ScottPletcher · March 6, 2017, 5:22pm

[quote="Kristen, post:4, topic:9574"]
You wouldn't have EmployeeID in the Spouse table (for example)?
the Spouse Record with the Employee record. Indeed, no Link Table required at all.[/quote]

No, I would create a separate intersection table, like "employeeSpouses", to hold that data. Mainly because I need to store data about that specific relationship (date started, date ended, etc). Also, it's possible that a current spouse and a former spouse of the same Emp would still both be Emps themselves. In that case, for benefit calcs, retirement calcs, child support, scholarships, etc., I might need specific data on all those relationships.

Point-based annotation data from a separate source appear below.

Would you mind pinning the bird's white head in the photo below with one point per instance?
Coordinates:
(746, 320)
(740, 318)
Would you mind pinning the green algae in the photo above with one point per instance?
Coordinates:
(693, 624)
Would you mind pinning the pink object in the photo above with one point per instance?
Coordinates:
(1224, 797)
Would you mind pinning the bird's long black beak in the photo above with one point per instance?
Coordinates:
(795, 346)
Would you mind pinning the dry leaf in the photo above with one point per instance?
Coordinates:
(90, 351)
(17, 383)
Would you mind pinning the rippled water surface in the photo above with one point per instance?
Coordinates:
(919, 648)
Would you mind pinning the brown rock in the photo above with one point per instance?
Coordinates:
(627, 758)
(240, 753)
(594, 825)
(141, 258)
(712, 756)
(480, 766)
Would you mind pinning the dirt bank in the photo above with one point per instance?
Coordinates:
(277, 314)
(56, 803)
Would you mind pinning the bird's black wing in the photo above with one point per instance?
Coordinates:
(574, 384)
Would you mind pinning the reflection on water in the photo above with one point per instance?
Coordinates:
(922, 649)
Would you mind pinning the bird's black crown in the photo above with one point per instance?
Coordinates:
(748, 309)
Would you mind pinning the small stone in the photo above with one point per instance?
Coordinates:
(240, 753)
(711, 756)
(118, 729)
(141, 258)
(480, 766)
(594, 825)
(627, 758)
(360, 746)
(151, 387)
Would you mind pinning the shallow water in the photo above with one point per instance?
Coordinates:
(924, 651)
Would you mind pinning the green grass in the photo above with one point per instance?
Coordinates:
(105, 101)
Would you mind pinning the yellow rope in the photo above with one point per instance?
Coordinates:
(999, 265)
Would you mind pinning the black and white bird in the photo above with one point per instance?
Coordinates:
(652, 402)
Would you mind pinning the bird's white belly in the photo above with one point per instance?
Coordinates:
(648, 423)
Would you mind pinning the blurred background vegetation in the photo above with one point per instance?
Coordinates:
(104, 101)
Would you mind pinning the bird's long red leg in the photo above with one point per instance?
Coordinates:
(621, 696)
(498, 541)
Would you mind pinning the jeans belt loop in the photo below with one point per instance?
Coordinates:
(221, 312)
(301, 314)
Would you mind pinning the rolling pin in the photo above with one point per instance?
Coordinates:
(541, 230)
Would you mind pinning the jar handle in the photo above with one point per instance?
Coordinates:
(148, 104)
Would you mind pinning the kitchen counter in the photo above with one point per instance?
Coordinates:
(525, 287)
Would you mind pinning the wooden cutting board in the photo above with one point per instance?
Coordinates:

Besides, if they ever legalize polygamy, my db structure can handle it

simflex1 · March 6, 2017, 6:17pm

@ScottPletcher said:

I'm very busy at work and naturally that comes first. I like to help, but it's not my major priority

I completely agree.

Thanks to you and Kristen for sparring sometime out of your busy schedules to help.

ScottPletcher · March 6, 2017, 7:18pm

If you'll look above, I did find time to do three separate posts about 1NF, 2NF and some other of my normalization thoughts (seems like every DBA has his/her own method ).

ScottPletcher · March 6, 2017, 10:41pm

Normalization is not especially difficult, although experience helps. But the main thing is to take it a step at a time, not try to normalize everything at once in your head. Instead, go thru column by column and check the rules to see if they are met, starting at 1NF and going thru 3NF/BCNF.